Kinetics (Ca++ flux) analyses
FlowJo provides a sophisticated platform designed to analyze kinetics data. FlowJo looks for a parameter that corresponds to time (and is named "Time"); if it does not, FlowJo allows you to create a time parameter (assuming a constant event rate). From the Kinetics platform, you can compute the maximal response time, the slope of a response, the fraction of responding cells, etc.
Cell Cycle Analysis
FlowJo has a Cell Cycle Platform that uses multiple models to fit the data, constrain the fitting parameters, and automatically calculate the percentage of cells in G1, S, or G2 phases. All models can be copied to other populations or samples, with the same easy drag and drop interface used to propagate other gates or analyses.

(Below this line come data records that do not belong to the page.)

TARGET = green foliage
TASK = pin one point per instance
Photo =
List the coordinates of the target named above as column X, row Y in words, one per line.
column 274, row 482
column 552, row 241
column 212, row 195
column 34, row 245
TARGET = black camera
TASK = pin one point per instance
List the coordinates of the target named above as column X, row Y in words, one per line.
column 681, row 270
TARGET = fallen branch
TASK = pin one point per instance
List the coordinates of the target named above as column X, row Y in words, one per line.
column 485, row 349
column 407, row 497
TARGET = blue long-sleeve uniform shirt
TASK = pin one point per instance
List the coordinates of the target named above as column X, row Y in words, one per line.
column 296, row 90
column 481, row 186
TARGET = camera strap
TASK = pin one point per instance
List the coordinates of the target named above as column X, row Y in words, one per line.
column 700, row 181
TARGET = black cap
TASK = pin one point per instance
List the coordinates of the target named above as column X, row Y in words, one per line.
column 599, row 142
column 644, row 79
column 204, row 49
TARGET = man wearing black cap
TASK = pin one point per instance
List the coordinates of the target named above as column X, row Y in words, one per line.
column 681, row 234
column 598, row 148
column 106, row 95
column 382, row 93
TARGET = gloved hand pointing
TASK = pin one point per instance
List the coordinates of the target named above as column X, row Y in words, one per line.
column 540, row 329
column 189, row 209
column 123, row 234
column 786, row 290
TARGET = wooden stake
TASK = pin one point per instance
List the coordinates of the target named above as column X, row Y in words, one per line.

Calibration (Quantitation)
FlowJo has a unique Calibration Platform that allows you to calibrate any collected parameter. Most commonly, this is used to convert the scaling into absolute number of molecules (given a standard that converts between the fluorescence intensity collected on your instrument and absolute numbers of fluorophores). The platform can use a calibrated bead set as a standard, a stained sample as a reference, or numbers that you enter to define the calibration manually.
Proliferation Analysis
The Proliferation Platform is used to model proliferation data obtained using cell tracking dyes such as CFSE. FlowJo presents a graphical display as well as information about each generation in the subset. The proliferation platform also provides information about the fraction of cells from the original population that have divided, and the number of times these cells have divided. In addition the FlowJo Proliferation Platform draws gates that separate each generation.
Movies
Movies. An analysis platform unique to FlowJo: view your data dynamically. Use the Movie Platform to generate graphs as a function of time (kinetic analyses), or to generate a graph of one or two parameters as a function of a third. This unique visualization lets you uncover subtle relationships in your data that would be impossible to see otherwise.
Backgating Analysis
Once your analysis contains subpopulations produced by gating within gates, it can be useful to see the source of a given subpopulation rendered graphically. Backgating analysis shows graphs of each gating operation with the final subpopulation highlighted in the graph of each stage.
Statistics and Formulas
A host of standard statistical calculations can be performed on a subpopulation then generalized to the whole experiment by batching. FlowJo will build a table of statistical analyses across groups of samples that you designate. These tables update continuously as long as you are modifying your experiment. For example, changes to gates will cause any statistic associated with the gate to update. You can export tables to spreadsheets or databases. You can also devise and apply your own formulas within FlowJo and use its tools to complete your analysis across multiple populations without tedious duplication of effort. The tables you create can be dragged and dropped from one workspace to another.